Supported architectures

cuda_native covers the architectures ported to driver/cuda/src/. The dev driver has the broader Python model roster under driver/dev/src/pie_driver_dev/model/.

FamilyHF model_typeNotes
Llama 3.x / Mistral-compatiblellamaInstruct and base checkpoints.
Qwen 2.xqwen2Qwen2 and Qwen2.5.
Qwen 3.xqwen3Includes the default Qwen/Qwen3-0.6B.
Qwen 3.5qwen3_5Supported where the selected CUDA path has the graph implemented.
Phi-3phi3Microsoft Phi-3 family.
MixtralmixtralMoE path.
Gemma 2 / 3 / 4gemma2, gemma3_text, gemma4_text, gemma4Text checkpoints.
Mistral 3mistral3Ministral-class checkpoints.
OLMo 3olmo3AI2 OLMo 3.
GPT-OSSgptoss, gpt_ossCommunity GPT-OSS variants.

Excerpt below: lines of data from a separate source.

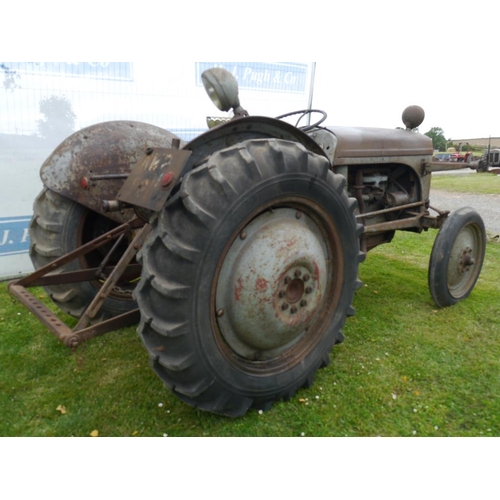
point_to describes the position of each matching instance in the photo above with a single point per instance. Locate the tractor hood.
(366, 142)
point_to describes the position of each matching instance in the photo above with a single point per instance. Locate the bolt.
(167, 180)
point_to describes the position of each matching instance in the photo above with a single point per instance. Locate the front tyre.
(457, 257)
(248, 276)
(59, 226)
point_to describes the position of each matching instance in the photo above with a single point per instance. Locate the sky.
(372, 58)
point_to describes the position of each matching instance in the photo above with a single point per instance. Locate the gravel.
(487, 205)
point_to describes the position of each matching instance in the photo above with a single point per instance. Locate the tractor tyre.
(457, 257)
(248, 276)
(60, 225)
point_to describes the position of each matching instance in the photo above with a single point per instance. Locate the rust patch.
(261, 285)
(237, 290)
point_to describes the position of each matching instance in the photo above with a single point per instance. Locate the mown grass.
(406, 368)
(476, 183)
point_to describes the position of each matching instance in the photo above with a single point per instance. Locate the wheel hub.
(272, 284)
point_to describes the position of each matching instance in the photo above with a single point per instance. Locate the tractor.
(236, 253)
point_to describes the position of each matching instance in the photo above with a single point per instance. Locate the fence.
(42, 103)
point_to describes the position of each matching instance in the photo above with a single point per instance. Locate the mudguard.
(91, 165)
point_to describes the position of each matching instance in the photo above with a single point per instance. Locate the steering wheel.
(305, 112)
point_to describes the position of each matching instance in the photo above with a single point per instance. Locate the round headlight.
(221, 87)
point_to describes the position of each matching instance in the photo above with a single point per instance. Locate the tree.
(59, 121)
(438, 138)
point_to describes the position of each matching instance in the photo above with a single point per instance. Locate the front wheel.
(59, 226)
(248, 276)
(457, 257)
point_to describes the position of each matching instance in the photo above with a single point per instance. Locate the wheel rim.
(464, 263)
(277, 285)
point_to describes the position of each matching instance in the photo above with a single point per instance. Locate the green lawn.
(406, 368)
(476, 183)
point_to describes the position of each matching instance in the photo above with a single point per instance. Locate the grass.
(480, 183)
(406, 368)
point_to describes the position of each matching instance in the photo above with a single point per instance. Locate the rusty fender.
(92, 164)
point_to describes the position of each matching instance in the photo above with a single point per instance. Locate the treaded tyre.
(60, 225)
(248, 276)
(457, 257)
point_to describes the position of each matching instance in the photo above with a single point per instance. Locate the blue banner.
(271, 77)
(95, 70)
(14, 238)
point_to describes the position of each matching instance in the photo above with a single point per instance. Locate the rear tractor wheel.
(248, 276)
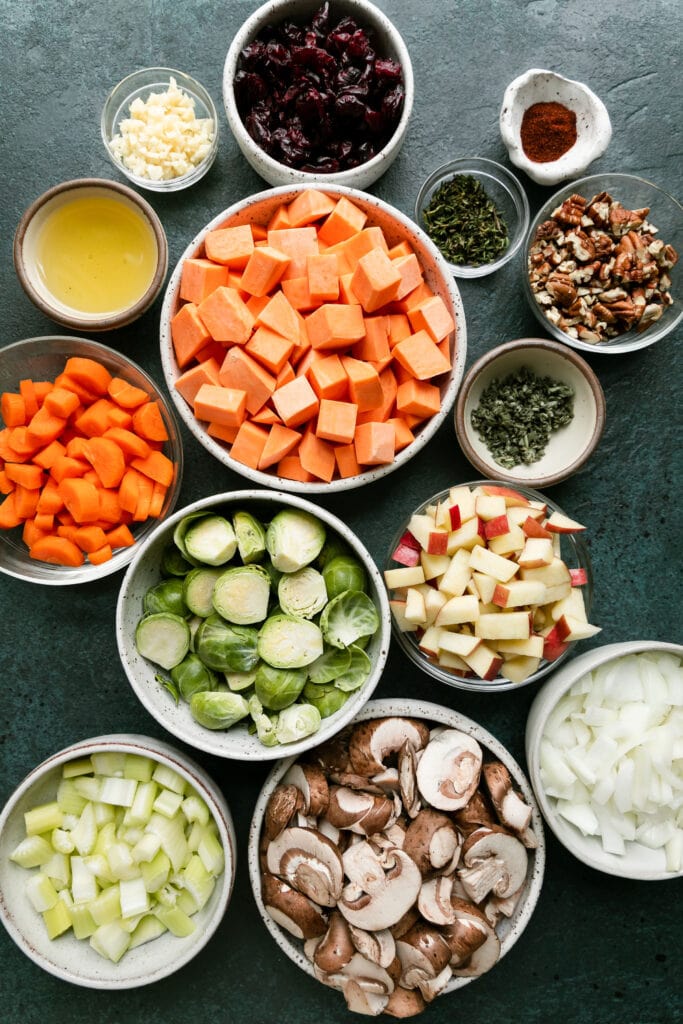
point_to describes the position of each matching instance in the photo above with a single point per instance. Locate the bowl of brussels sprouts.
(253, 625)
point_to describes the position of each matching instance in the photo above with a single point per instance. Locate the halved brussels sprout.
(294, 539)
(348, 617)
(302, 593)
(226, 647)
(288, 642)
(344, 572)
(218, 710)
(242, 594)
(276, 688)
(251, 537)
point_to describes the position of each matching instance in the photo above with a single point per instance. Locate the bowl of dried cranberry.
(318, 91)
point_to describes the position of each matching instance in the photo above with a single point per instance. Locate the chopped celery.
(43, 818)
(111, 941)
(107, 906)
(81, 766)
(134, 898)
(32, 852)
(57, 920)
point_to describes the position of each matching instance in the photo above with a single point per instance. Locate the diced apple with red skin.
(497, 526)
(485, 663)
(557, 522)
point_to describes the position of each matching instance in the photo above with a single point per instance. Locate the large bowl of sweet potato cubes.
(312, 339)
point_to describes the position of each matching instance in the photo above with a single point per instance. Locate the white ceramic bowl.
(575, 556)
(258, 209)
(388, 42)
(29, 260)
(73, 960)
(236, 742)
(509, 930)
(638, 861)
(140, 85)
(593, 124)
(569, 446)
(43, 358)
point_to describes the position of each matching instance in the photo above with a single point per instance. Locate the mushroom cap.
(449, 770)
(385, 906)
(309, 862)
(373, 741)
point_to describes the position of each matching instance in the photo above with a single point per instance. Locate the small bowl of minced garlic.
(160, 129)
(529, 412)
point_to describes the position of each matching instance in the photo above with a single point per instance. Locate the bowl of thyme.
(529, 412)
(476, 213)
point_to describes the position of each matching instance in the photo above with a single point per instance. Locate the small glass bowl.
(575, 556)
(140, 84)
(666, 214)
(43, 358)
(502, 186)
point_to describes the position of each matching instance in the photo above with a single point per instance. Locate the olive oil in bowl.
(96, 254)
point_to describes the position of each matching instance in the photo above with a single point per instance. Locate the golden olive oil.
(96, 254)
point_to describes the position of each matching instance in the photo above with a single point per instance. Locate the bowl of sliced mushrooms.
(398, 860)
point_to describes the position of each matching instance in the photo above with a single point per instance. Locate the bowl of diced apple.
(489, 587)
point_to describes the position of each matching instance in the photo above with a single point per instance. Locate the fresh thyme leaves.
(463, 221)
(516, 416)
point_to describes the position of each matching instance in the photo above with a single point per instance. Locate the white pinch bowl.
(593, 124)
(509, 929)
(638, 861)
(73, 960)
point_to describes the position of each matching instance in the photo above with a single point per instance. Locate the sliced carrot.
(57, 551)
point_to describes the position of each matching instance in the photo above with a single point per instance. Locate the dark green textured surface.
(597, 950)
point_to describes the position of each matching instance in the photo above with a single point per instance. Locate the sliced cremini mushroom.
(513, 812)
(311, 781)
(494, 860)
(384, 907)
(309, 862)
(433, 842)
(449, 769)
(373, 741)
(291, 909)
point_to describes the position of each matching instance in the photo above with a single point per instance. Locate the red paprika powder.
(548, 130)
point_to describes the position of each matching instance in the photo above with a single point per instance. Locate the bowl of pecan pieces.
(602, 271)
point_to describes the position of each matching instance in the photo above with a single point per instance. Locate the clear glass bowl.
(43, 358)
(505, 190)
(666, 214)
(140, 84)
(574, 553)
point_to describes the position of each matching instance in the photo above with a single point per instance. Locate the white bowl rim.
(544, 702)
(201, 780)
(217, 450)
(217, 742)
(411, 708)
(378, 163)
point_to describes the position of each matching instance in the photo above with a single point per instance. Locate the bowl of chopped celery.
(529, 412)
(117, 861)
(253, 625)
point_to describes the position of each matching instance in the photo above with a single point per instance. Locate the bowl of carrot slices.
(312, 339)
(90, 459)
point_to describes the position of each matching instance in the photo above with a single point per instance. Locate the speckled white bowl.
(73, 960)
(389, 43)
(258, 209)
(237, 742)
(593, 124)
(638, 861)
(509, 930)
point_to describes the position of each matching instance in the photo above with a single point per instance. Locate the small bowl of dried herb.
(529, 412)
(476, 213)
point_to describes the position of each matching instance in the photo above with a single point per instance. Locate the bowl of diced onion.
(603, 740)
(117, 861)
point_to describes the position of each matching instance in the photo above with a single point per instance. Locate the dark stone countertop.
(598, 949)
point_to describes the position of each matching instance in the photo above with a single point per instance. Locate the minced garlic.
(163, 138)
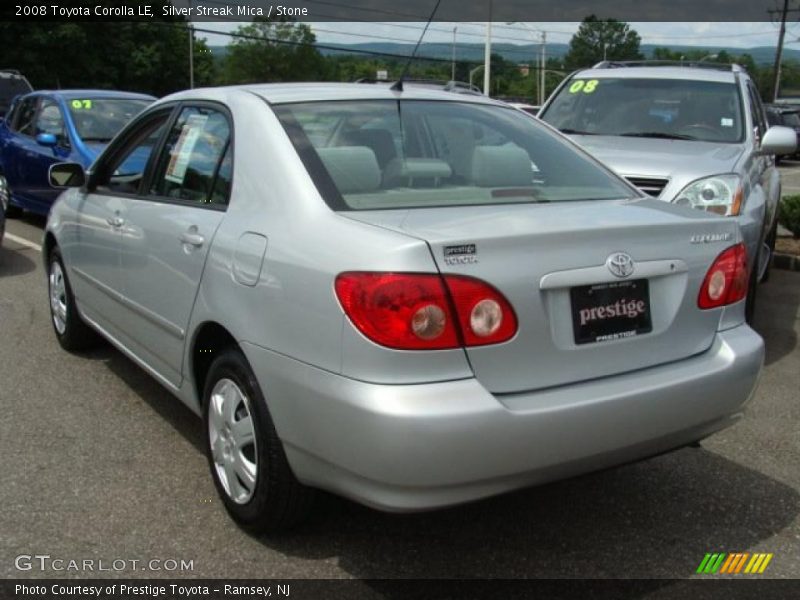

Run pie model list to see whether cached HuggingFace repos are compatible with your installed drivers.

Quantization

For dev, set weight_dtype under [model.driver.options]:

[model.driver.options] # type = "dev"
weight_dtype = "float8" # auto / float32 / float16 / bfloat16 / int4 / int8 / float8

For cuda_native, weight_dtype = "bfloat16" is the default and runtime_quant = "fp8" enables the current runtime quantization path where supported.